Incidents/2022-10-15 s6 master failure

document status: in-review

Summary

Incident metadata (see Incident Scorecard)
Incident ID	2022-10-15 s6 master failure	Start	2022-10-15 22:37
Task	T320990	End	2022-10-15 23:01
People paged	17	Responder count	3
Coordinators	rzl	Affected metrics/SLOs	No relevant SLOs exist; frwiki, jawiki, ruwiki, and wikitech were read-only for 24 minutes
Impact	frwiki, jawiki, ruwiki, and wikitech were read-only for 24 minutes (starting Sunday 12:37 AM in France, 7:37 AM in Japan, and very early- to mid-morning in Russia).

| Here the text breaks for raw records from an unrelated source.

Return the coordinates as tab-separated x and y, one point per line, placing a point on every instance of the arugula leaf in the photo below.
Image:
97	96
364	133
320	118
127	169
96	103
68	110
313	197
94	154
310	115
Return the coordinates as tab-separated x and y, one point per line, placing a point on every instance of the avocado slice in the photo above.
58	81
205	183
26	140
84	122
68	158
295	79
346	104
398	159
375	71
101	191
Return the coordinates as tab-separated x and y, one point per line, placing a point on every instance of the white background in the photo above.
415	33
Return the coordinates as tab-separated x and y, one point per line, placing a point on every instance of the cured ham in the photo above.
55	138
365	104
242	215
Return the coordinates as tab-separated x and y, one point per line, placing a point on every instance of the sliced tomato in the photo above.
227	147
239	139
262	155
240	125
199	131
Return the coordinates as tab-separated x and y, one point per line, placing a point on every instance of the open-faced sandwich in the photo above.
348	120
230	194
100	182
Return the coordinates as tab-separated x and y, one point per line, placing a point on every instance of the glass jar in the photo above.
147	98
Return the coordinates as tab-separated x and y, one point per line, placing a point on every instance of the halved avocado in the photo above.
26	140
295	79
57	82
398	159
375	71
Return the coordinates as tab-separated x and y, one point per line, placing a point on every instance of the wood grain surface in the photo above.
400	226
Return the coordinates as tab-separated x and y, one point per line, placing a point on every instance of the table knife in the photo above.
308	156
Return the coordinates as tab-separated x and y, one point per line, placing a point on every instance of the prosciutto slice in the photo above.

The s6 master, db1131, went offline due to a bad DIMM. We rebooted it via ipmitool and restarted mariadb, then failed over to db1173 and depooled db1131.

Timeline

All times in UTC, 2022-10-15.

17:19 db1131 records a SEL entry: Correctable memory error logging disabled for a memory device at location DIMM_A6. At this point the DIMM has started to fail but the errors are still correctable.
22:37 Last pre-outage edits on frwiki, jawiki, ruwiki.
22:37 db1131, s6 master, experiences multi-bit memory errors in DIMM A6. The machine reboots and then locks up. [OUTAGE BEGINS]
22:40 First paging alert: <icinga-wm> PROBLEM - Host db1131 #page is DOWN: PING CRITICAL - Packet loss = 100%
22:43 Amir1 begins working on an emergency switchover. (task T320879)
22:43 Pages for “error connecting to master” from replicas db1173, db1098, db1113, db1168.
22:44 Amir1 downtimes A:db-section-s6 for the switchover, suppressing any further replica pages.
22:48 Incident opened; rzl becomes IC.
22:48 Amir1 asks for db1131 to be power-cycled (which is much faster than switching over with the master offline).
22:50 rzl posts a new incident as “Investigating” to statuspage.
22:54 Amir1 sets s6 to read-only
22:54 rzl powercycles db1131 via ipmitool
22:57 db1131 begins answering ping; Amir1 starts mariadb
22:59 <Amir1> it should be rw now
23:01 rzl notes no activity on frwiki's RecentChanges, tries a test edit, and gets "The primary database server is running in read-only mode." as MediaWiki is still set to read-only.
23:01 Amir1 turns off read-only mode. [OUTAGE ENDS]
23:01 First post-outage edits on affected wikis.
23:02 Amir1 resumes the originally-planned master switchover from db1131 to db1173, now to prevent recurrence.
23:22 Replicas are finished moving to db1173. Amir1 begins the critical phase of the switchover, which requires another minute of read-only time.
23:24 s6 switchover complete.
23:27 Amir1 depools db1131.
23:47 Incident closed. rzl resolves the statuspage incident.

Detection

We were paged once for Host db1131 #page is DOWN: PING CRITICAL - Packet loss = 100% about three minutes after user impact began.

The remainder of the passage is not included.